Back on a positive note

Fame Academy vocal coach Carrie Grant is determined that a painful digestive disease won't stop her from enjoying her family and pursuing a successful career

Carrie Grant has been suffering from the potentially life-threatening bowel condition Chron's disease since she was 18. Even now, after having three children, the vocal coach is still prone to excruciating stomach pains that can stop her from eating solid food for weeks.
"A couple of years ago, all I had was a nutritional drink supplied by the hospital for 90 days," she says.
Carrie, now 43, lives in London with husband David, 51, and their children - Olivia, 13, Talia, six and Imogen, two. She's one of around 60,000 people in the UK who suffer from the disease, which causes inflammation, ulcers and scarring to the wall of the intestine.
"some sufferers can go for months without symptoms, but I have constant stomach ache and diarrhoea so I live with low level pain most of the time," she explains.
"I first started feeling ill 25 years ago. I had diarrhoea and was losing bloos," she recalls.

 

The long road to treatment
"Blood tests didn't show any abnormalities, but the symptoms persisted for two years. By then I was getting skin rashes, lumps down my shinbones and mouth ulcers. Then I saw something on TV about Chron's and I knew I had it."
When her consultant confirmed the diagnosis, Carrie thought her life and career were over.
"The tests showed that I had damage throughout my large and small bowel," she says. "The chron's had left certain sections, or 'strictures', withered. Leaving me unable to absorb food through the bowel lining and causing the diarrhoea and pain.
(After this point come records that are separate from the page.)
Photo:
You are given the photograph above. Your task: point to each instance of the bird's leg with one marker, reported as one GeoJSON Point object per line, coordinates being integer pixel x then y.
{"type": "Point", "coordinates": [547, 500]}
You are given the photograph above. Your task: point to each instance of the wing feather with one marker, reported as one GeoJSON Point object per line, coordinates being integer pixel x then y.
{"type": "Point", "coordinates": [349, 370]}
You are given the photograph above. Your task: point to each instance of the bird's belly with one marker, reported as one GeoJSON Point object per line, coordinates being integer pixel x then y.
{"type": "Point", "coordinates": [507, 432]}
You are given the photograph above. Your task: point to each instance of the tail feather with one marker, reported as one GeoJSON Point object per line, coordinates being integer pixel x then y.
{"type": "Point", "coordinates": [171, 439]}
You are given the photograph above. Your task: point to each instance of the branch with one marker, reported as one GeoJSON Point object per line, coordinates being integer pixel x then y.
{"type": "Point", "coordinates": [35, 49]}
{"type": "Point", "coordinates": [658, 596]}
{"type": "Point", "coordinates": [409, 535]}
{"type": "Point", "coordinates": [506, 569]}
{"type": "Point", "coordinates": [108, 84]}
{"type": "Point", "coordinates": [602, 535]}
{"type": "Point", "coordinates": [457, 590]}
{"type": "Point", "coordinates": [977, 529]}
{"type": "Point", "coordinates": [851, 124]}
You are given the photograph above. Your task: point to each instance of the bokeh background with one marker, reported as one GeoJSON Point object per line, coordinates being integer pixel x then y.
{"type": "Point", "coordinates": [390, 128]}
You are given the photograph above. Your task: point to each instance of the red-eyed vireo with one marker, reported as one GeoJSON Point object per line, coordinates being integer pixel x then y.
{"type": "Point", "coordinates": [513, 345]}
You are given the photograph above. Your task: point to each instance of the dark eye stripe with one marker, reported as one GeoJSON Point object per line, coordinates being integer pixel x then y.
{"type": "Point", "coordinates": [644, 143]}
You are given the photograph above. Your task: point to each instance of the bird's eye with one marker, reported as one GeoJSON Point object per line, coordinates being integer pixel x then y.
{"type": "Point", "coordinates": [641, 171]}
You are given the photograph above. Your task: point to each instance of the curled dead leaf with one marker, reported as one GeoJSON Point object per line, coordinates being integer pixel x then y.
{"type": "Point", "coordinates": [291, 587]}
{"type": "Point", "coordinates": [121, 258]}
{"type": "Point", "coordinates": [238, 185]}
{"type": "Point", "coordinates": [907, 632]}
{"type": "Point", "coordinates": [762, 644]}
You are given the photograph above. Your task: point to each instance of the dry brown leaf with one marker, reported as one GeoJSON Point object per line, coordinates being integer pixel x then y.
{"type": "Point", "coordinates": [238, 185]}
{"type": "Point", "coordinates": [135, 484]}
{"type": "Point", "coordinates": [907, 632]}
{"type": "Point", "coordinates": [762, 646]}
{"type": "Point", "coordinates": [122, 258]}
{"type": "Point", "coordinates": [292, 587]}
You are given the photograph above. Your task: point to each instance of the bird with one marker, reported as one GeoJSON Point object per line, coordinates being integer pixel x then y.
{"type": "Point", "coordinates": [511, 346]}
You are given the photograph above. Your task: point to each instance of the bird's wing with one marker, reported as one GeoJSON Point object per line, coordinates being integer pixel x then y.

I was then put on anti-inflammatory drugs,"
A food elimination diet found that Carrie had an intolerance to dairy products, nuts, lamb and caffine. "My bowel was so damaged that I had to have surgery," she says. Twenty centimetres of her large bowel were removed and doctors discovered that her bowel was very narrow, which was causing the pain.
"I needed to have colonoscopies [an internal examination that allows doctors to check the condition of the lining of the intestine] every three months to try to alleviate the problem," she adds.
In 1999, part of Carrie's bowel split after a colonoscopy, and she needed an emergency blood transfusion.
"Luckily the bowel repaired itself and it just increased my determination not to let the condition ruin my life," she says. "I'm just grateful for every day that I'm not in too much pain."

Change of perspective
These days Carrie admits that coping with the disease is more of a mental battle. "I sometimes find it difficult to watch David eat, and if we're out to dinner with friends, I just have to sit there with a glass of water, smelling their food!
Chron's disease never goes away, but I feel more in control now," she says. "It used to really get me down, which just made me more ill, but now I'm much more positive."